Senuma Albert était un tutsi bien considéré dans son milieu. De par son travail de chauffeur chez des religieuses à la paroisse de Mibirizi, le fruit de ses champs et élevage, il avait atteint un certain niveau d’aisance et de notoriété. Ainsi son statut l’avait place parmi les victimes les plus recherchés au plus fort des massacres.

Vers la fin du mois d’avril, une expédition meurtrière venue de Winteko et sous la conduite de Rukeratabaro se rend à Mibirizi pour prêter main forte au massacre des centaines de tutsis qui s’y étaient réfugiés. Parmi ces derniers, Senuma et quelques tutsis de Winteko.

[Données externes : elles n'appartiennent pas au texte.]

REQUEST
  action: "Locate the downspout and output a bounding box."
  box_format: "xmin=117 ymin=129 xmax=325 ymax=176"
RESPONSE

Au retour de cette expédition, et comme à chaque séance d’humiliation des pensionnaires du « blinde », les miliciens se présentent chez les victimes. « Senuma, nous l’avons tue », se serait exclame Rukeratabaro à l’adresse des femmes et, en particulier, la femme de la victime qui faisait partie des pensionnaires.

« La preuve ! Voici même les yeux de Senuma », aurait-il dit en exhibant, entre autres reliques, ses lunettes, sa chemise et ses chaussures safari. L’effet que cela eut sur la veuve se passe de commentaire.

Soit qu’ils en eurent assez d’elles, vers la fin du mois de Mai, les miliciens durent chasser certaines femmes du « blindé », sans doute pour les mettre à la merci des autres tueurs. Certaines périront au cours de leur sauve-qui-peut.

Et, l’ironie du sort, la plupart des rescapées du « blindé » ont été contaminées du VIH/Sida dont l’une d’elles mourra avant d’accéder aux antirétroviraux. Tandis que « nous, nous nous mourons a petit feu, rongées par ce mal, au moment ou nos bourreaux se prelassent librement sous le soleil ou dans une prison d’Europe comme Rukeratabaro », se lamente une sexagénaire qui a perdu toute sa famille.

Au mois de juin 2018, la justice suédoise a reconnu Théodore Rukeratabaro de génocide et crimes contre l’humanité et l’a condamné à la réclusion à perpétuité. Il a été néanmoins acquitté de viol. Son procès en appel a débuté en septembre dernier et, selon le calendrier prévisionnel, sera clôture en mars prochain.